Conference at Cold Comfort Farm – Stella Gibbons

Vintage are reprinting several novels by Stella Gibbons, author of one of my favourite books, Cold Comfort Farm. My copy of the sequel, Conference at Cold Comfort Farm, arrived on Friday & I settled down last Saturday afternoon to read it. Sixteen years have passed since Flora Poste, Robert Poste’s Child, arrived at Cold Comfort Farm to sort out the lives of the Starkadder family. Flora is now married to vicar Charles Fairford, living in London & the mother of five children.
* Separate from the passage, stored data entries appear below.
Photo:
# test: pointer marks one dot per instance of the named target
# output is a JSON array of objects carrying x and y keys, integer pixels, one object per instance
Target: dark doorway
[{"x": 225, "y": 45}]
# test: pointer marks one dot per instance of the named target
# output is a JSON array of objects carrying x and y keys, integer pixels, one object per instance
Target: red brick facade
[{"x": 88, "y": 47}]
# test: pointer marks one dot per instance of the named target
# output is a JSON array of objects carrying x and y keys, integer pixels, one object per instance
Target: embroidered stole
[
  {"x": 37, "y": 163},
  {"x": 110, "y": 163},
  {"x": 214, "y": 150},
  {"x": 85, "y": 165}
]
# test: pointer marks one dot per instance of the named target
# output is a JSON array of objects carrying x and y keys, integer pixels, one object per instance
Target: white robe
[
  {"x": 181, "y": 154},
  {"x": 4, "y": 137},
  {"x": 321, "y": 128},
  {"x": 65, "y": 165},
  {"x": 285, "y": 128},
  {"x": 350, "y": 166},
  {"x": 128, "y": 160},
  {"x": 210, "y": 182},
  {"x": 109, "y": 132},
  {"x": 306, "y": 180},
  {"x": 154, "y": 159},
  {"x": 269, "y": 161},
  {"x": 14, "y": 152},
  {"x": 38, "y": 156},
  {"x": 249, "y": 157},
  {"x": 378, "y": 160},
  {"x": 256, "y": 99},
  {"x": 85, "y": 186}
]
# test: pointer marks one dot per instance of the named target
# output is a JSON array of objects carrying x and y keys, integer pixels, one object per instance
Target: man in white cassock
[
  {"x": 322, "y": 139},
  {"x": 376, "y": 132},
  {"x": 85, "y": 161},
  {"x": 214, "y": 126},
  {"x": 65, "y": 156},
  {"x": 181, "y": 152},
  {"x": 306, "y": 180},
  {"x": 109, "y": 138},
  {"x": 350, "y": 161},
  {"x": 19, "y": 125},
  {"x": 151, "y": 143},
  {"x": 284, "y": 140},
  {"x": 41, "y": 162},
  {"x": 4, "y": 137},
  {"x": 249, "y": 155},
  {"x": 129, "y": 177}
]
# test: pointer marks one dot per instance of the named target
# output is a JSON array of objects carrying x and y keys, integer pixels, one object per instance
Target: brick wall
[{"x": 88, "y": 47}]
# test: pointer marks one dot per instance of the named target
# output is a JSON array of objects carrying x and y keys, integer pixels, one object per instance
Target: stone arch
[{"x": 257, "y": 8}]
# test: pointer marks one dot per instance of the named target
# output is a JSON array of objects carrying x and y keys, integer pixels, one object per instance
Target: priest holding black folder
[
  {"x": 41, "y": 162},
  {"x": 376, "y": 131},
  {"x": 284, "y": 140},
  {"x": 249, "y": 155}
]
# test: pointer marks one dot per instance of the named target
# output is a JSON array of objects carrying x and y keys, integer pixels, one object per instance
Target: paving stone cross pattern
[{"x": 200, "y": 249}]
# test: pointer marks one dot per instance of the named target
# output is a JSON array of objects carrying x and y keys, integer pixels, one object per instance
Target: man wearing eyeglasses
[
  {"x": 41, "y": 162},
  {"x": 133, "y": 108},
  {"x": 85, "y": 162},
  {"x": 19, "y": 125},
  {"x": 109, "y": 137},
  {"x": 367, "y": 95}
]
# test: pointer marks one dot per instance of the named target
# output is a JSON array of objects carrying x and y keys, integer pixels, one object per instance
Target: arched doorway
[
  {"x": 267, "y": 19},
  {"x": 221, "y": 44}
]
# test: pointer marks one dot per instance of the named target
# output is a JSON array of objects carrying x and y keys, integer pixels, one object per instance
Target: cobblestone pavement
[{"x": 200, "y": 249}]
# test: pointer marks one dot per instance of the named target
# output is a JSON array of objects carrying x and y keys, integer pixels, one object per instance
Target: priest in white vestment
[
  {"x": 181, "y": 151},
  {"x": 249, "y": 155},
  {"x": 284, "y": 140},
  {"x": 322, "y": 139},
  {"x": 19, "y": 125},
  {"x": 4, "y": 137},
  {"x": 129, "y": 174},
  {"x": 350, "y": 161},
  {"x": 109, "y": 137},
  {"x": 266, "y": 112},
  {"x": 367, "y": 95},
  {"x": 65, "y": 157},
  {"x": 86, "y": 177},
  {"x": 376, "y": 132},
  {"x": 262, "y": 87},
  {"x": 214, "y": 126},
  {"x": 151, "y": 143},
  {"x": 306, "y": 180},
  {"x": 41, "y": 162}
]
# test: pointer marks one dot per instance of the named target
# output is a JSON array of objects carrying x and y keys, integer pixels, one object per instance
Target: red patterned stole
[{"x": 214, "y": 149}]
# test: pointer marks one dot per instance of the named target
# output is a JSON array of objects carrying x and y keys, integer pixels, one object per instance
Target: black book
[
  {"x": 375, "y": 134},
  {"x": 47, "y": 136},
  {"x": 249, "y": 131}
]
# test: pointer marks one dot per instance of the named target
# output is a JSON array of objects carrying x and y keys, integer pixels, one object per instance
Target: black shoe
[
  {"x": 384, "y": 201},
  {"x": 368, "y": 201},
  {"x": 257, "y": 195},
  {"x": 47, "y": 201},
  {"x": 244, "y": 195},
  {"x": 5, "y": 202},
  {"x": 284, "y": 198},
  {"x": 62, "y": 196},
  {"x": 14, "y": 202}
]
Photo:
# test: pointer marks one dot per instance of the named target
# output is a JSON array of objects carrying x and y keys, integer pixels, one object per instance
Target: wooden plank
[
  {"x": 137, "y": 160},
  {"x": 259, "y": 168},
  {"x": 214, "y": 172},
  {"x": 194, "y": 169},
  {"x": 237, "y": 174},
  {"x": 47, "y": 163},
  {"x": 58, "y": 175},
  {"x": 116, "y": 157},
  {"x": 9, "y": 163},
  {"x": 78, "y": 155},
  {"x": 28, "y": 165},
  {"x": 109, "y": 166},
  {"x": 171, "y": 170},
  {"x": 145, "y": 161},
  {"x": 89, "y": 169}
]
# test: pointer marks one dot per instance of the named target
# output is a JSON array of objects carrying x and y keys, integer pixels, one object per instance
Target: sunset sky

The opening of the book is just so evocative of all the qualities I love in middlebrow mid 20th century fiction,

On a sunny morning in the midst of the Second Dark Ages, Flora and Charles Fairford were seated at breakfast on the vicarage overlooking the Regent’s Park where they had lived since Charles’s ordination thirteen years ago. Flora, it may be remembered, had been Flora Poste noted for the straightness of her nose and the efficacy of her restorative work at Cold Comfort Farm in Sussex. The nose retained its classic elegance; the work she seldom thought of nowadays, for Flora had five children. The post had just arrived, and the family party were occupied in reading its letters.

One of Flora’s letters is from Mr Mybug, the pseudo-intellectual poseur she encountered all those years ago whose favourite theory was that Branwell Brontё had written Wuthering Heights. He asks Flora to help him run a conference of the International Thinkers Group to be held at Cold Comfort Farm, no longer a farm but a conference centre run by a Trust that buys rundown houses & renovates them in true olde worlde style. At tea with Mary Smiling,  the brassiere-collecting friend of her early days & an awful woman called Ernestine Thump, Flora decides to take up Mr Mybug’s offer & return to Cold Comfort Farm.

On arrival she is met by her cousin, Reuben Starkadder, & he tells her the dreadful news that there are now no Starkadders at Cold Comfort. All the boys have gone off to farm in South Africa, the girls are working at the Centre as cleaners & cooks, Judith is living with a cult, Seth is a balding movie star in Hollywood & Amos is in America preaching at his very own Church of the Quivering Brethren. Reuben couldn’t keep farming to meet the standards of the interfering Ministry & was forced to sell. All he has left is Ticklepenny’s Field.

He were a Mr Parker-Poke. He sets up his bed down at Th’ Condemned Man (Mrs Murther, honest soul, nigh kills him wi’ her cookin’ for th’ farm’s sake, but o’course she dare not finish un off quite), an’ ivery day un comes up to th’ farm an’ de-dottles me wi’ advice. There were no peace, an’ things did go from bad t’ worse. He – he did say as I were niver agricultoorally eddicated.

Flora is dismayed by the prettification of Cold Comfort. Her favourite sitting room is now called The Quiete Retreate & other rooms have been renamed The Lytel Rush-dippe Roome, the Greate Bedderoome & the Greate Scullerie. She decides to get the Starkadders back to Cold Comfort Farm.

Stella Gibbons is poking fun at the pretensions & absurdities of post war Britain. The guests at the conference include the modern artist, Peccavi, the monumental sculptor, Hacke, Messe, the Transitorist craftsman & a mysterious sage known as the Master.  There are Swedish Existentialists & a modern composer who plays themes from his latest opera at great length during a Reading Picnic on the downs. The satire of these pretentious types is funny but for me, the delight is in revisiting the Starkadders & their friends. Elfine Hawk-Monitor is still beautiful, the mother of a large family & still writing not very good poetry. Urk is still irksome. Best of all, Adam Lambsbreath returns to hunt for his liddle mop which has gone missing. Adam now works for the Hawk-Monitors & the cows are called Mishap, Mislay, Misdemeanour & Mistrust instead of Feckless, Graceless, Aimless & Pointless but he’s just as daft as ever.

‘How did you come to lose it? Surely you took it with you when you went to Haute-Couture Hall?’
‘So I did. So I did, Robert Poste’s child. But there was them still livin’ at Cold Comfort as bore me malice in their black heartses, and ’twas them as did steal un from me.’
‘I say, what a shame!What did they do with it?’
‘Nay, how should I know, Robert Poste’s child? One says a-one thing, one du say a-nother, to be-dottle me, like. Some says as Mus’ Ezra, afore he went off to South Afriky, did fling un down th’ well up in Ticklepenny’s.’

It’s a short book, only 150pp, but just long enough. In the Introduction, Lynne Truss says that Gibbons longed to return to the Starkadders, to recapture the spirit of her first big success. I was very happy to revisit the Starkadders with her. Conference at Cold Comfort Farm can’t compare to the glorious original but it’s a funny, affectionate book that made me laugh several times & smile very often.